Cinq dimensions pour appréhender la pédagogie active

Cinq dimensions pour appréhender la pédagogie active

Cinq dimensions pour appréhender la pédagogie active
La méthode d’enseignement dénommée la « Pédagogie active » est aujourd’hui adoptée dans plusieurs universités prestigieuses de par le monde. Le choix de cette méthode se justifie par l’efficacité de toutes les dimensions qui la sous-tendent. En vue d’élucider les paramètres de cette « Pédagogie active » aux étudiants, nous avons eu un entretien avec le professeur Serge BOUCHARDON de l’Université de technologie de Compiègne.
Comme l’indique son nom, la « pédagogie active » vise à rendre l’apprenant totalement actif et dynamique dans son parcours de formation. Ainsi, elle peut être déclinée en plusieurs dimensions :
Le « faire pour comprendre »
Cette première dimension de la pédagogie active met en avant l’apprentissage par la pratique. Selon le professeur BOUCHARDON, « le comprendre pour faire » est important mais également le « faire pour comprendre ». Contrairement à la méthode classique d’enseignement, « le faire pour comprendre privilégie la conception de dispositif technique mais aussi la création qui sont très importantes dans le parcours de l’étudiant ». L’objectif est de former des étudiants plus compétents à la sortie de leur formation.
La classe inversée
La classe inversée désigne « l’idée que tout ce qui a une dimension théorique va se travailler chez soi individuellement par les élèves et les étudiants qui vont arriver devant les enseignants et poser les questions ». L’enseignant va ensuite vérifier qu’ils ont bien compris et effectivement l’étudiant est beaucoup plus actif que s’il se contente d’assister à un cours magistral », explique le professeur.
L’enseignement à la carte
Ce qui est également mis en place dans la pédagogie active, souligne le professeur Serge BOUCHARDON, « c’est l’enseignement à la carte, à savoir que l’étudiant construit lui-même son parcours ; il choisit lui-même les enseignements auxquels il veut participer. Il construit son parcours en cohérence avec ce qu’il veut faire après et avec les bases qu’il doit acquérir. Cela permet de renforcer l’autonomie de l’étudiant, donc son appropriation de l’apprentissage est effectivement une forme d’activité. Il y a une forme d’enseignement plus personnalisée, plus individualisée.
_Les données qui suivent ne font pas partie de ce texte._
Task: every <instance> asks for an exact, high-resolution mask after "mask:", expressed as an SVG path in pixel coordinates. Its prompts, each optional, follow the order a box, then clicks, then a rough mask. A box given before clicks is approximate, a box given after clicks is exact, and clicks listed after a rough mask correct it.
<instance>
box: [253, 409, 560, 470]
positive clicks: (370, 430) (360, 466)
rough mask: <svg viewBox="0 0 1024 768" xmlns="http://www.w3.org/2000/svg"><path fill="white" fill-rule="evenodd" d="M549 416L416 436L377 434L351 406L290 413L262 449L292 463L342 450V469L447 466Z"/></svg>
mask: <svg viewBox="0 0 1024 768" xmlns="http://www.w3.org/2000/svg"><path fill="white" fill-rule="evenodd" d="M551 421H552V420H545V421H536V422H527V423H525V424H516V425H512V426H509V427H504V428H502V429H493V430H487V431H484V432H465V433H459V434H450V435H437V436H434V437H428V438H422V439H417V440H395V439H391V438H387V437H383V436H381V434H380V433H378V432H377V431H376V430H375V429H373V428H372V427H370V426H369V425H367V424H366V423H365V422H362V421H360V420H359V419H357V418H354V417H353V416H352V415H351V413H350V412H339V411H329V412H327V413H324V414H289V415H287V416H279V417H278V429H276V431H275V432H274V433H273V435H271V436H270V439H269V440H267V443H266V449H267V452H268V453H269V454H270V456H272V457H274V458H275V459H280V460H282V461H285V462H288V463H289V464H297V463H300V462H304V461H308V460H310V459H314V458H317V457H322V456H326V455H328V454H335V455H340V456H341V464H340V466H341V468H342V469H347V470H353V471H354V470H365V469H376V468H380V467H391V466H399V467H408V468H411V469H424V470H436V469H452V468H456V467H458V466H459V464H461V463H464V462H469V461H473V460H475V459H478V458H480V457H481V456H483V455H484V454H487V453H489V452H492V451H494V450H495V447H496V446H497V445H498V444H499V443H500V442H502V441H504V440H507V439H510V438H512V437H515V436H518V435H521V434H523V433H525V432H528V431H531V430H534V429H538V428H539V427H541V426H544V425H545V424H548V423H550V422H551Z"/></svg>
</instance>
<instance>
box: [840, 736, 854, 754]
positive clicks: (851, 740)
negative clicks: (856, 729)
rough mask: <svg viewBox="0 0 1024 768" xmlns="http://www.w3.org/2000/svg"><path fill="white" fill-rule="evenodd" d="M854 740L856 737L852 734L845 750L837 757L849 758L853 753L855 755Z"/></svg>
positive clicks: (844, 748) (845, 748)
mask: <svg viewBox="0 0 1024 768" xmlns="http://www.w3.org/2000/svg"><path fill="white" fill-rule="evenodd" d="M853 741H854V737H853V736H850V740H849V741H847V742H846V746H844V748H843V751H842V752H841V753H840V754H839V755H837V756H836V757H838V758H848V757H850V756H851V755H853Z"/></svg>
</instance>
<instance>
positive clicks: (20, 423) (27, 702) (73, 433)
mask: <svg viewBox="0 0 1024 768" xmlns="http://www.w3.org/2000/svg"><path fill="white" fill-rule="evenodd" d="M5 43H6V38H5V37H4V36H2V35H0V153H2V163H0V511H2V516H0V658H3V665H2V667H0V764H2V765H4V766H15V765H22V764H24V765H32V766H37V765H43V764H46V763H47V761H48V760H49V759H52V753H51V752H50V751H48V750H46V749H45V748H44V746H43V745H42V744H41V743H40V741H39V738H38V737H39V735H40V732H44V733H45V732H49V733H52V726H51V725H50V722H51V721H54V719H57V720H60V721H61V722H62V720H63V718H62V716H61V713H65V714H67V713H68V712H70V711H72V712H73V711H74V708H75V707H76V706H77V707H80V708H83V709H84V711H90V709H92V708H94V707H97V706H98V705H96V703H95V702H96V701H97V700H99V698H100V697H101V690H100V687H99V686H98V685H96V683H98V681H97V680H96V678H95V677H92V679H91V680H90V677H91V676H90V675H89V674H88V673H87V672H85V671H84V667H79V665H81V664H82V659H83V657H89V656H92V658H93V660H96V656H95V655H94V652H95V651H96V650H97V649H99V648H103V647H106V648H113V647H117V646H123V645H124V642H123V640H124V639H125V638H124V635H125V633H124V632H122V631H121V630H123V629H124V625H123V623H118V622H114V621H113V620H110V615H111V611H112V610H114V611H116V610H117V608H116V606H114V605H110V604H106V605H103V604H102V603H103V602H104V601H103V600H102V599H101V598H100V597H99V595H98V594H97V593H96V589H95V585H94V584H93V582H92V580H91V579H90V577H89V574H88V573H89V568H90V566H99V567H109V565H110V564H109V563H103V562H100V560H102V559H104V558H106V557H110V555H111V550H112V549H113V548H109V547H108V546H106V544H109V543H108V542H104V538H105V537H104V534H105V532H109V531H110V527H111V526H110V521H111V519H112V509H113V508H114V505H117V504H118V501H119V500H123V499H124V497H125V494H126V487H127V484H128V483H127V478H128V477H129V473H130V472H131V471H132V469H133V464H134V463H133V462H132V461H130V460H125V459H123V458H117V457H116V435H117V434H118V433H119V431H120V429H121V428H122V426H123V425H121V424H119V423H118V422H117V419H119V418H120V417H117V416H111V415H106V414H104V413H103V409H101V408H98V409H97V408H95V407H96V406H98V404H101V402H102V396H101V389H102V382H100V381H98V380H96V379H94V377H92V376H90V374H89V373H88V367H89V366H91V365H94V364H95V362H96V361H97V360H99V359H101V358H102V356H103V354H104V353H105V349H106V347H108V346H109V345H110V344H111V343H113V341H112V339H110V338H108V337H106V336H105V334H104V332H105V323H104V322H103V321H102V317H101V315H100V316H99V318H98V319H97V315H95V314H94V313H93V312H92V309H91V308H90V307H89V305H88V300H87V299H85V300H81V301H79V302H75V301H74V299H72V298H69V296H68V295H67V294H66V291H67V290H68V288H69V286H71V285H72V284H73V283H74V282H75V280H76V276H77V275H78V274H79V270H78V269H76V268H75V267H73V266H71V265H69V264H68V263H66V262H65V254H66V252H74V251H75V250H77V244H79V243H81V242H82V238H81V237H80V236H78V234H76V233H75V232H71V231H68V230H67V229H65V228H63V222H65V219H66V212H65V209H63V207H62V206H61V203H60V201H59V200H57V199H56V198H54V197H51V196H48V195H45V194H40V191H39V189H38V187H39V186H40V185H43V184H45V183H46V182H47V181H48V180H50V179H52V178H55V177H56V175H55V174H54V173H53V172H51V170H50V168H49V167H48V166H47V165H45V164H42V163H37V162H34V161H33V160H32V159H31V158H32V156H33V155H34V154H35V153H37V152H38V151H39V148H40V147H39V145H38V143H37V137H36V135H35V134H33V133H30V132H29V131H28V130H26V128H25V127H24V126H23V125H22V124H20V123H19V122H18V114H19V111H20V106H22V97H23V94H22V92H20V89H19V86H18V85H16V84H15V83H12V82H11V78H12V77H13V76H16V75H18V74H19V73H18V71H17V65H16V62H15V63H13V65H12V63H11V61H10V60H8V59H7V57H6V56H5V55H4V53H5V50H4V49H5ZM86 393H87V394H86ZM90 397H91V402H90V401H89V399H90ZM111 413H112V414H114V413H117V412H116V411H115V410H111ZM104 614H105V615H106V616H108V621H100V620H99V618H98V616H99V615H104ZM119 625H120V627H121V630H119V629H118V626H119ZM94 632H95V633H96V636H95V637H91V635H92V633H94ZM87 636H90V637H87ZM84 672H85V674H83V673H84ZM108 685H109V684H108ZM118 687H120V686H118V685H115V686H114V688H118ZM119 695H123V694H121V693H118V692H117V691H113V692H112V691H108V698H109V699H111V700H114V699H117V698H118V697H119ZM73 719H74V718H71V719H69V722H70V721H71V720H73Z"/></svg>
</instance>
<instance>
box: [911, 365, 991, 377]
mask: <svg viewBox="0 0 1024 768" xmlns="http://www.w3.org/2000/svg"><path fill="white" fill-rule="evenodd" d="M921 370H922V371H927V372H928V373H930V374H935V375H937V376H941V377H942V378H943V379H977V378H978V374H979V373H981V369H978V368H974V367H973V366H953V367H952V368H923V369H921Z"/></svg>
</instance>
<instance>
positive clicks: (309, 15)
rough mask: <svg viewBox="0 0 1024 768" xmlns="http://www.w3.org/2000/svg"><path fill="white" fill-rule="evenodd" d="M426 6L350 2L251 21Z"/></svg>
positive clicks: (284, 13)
C’est l’étudiant qui construit sa formation pour son projet professionnel ».
La professionnalisation
Le professeur estime que la pédagogie active, c’est aussi l’idée que l’étudiant construit un projet tout au long de son parcours, de sa formation. Il n’est pas là pour recevoir juste un enseignement et se demander au bout de 3 ou 5 ans ce qu’il va faire. L’enseignement par la pédagogie active lui permet aussi de construire son projet professionnel. C’est en cela qu’on peut dire que l’enseignement est professionnalisant.
Le travail en équipe
On parle aussi de pédagogie par projet où les étudiants apprennent en pilotant des projets, mais ils le font en équipe, souligne le professeur BOUCHARDON. Ils apprennent pendant la formation à gérer une équipe, à gérer les relations au sein d’une équipe. Il y a de la complémentarité et de la diversité, parfois des conflits qu’il faut savoir gérer. Les étudiants apprennent cela aussi dans la formation. Quand ils seront après dans leur vie professionnelle, ils auront déjà appris à gérer toutes ces dimensions qui sont tellement importantes quel que soit le secteur d’activité.

Au départ, « la pédagogie active peut être déstabilisante pour l’étudiant. Il peut perdre un peu le repère, avoir un sentiment d’insécurité, mais au final il sera mieux préparé à la vie active ».